Unlike in past years, however, North Korea is asking for food aid this year instead of dramatically reducing it or refusing it altogether. What’s different this year? I don’t pretend to be able to explain Kim Jong Il’s decisions. Most speculation centers on the 100th anniversary of Kim Il Sung’s birth, but the interesting trend to me is that markets are doing a much more efficient job of feeding some of the hungry than the regime had been doing through the state distribution system, even with the support of foreign food aid. If past history is any guide, North Korea will again insist on channeling all aid through that system this year, too. But even as markets continue to reach greater numbers of underprivileged civilians, during the last year, there have been more reports of hunger in the North Korean military than we’d seen in previous years. I’ve speculated that the rising power of markets, combined with rising corruption, may be drawing food out of government and military storehouses. That might explain a few things.
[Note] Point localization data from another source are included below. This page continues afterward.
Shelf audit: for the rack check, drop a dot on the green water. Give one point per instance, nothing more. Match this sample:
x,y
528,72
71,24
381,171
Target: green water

Personally, I see North Korea’s willingness to be transparent and honest about its food crisis as a perfectly fine test of whether it’s capable of being transparent and honest about nukes, the Cheonan, Yeonpyeong, abductions, drugs, human rights, or anything else. If they can’t stop lying to us even when they’re begging, I’d say there are undoubtedly kids in other hungry places we can feed with our limited aid budget. How will we know? For one thing, they won’t insist on using their politically discriminatory state distribution system. For another, they’ll allow for nutritional assessments of those hungry kids who are paraded before cameras and aid workers, to ensure that they and their families are actually getting the long-term nutritional benefits of our aid. Finally, we will see an end to “closed counties” when it comes to the assessment of needs and the distribution of food. We’ll know they’re serious, in other words, when we can verify that the people in these places get their fair share of the aid, too.

2 Responses

  1. Excellent post Joshua. They’ve been infrequent but sweet. Why do we bother wasting money investigating a problem we already know the answer to? It’s not like Pyongyang is all of a sudden going to change their position on food aid distribution. There’s nothing to indicate that anything has significantly changed since 2008. Like you said, there are plenty of other people around the world who need food more, don’t have a track meet’s worth of hurdles to jump through, and we can ensure that the people in need receive the food. I’m still quite stunned that we would even bother sending anyone to look into the matter. Not only that, but why don’t we restrict the possibility of food aid for every incident North Korea is caught purchasing luxury items? For example, if Pyongyang purchases a fleet of Mercedes Benz, we close the book completely on food aid for one year. The penalties can be cumulative in order to maximize effectiveness (not that it would ever be necessary).

  2. One European diplomat questions the depth of the crisis and reports seeing “quite a few Lexus cars” driving around Pyongyang.

    To be fair to the Ambassador in question – Paul Menkveld of the Netherlands – he appears to have been expressing this in terms of attributing the crisis to mismangement and/or malfeasance by DPRK officials. He’s no Christine Ahn.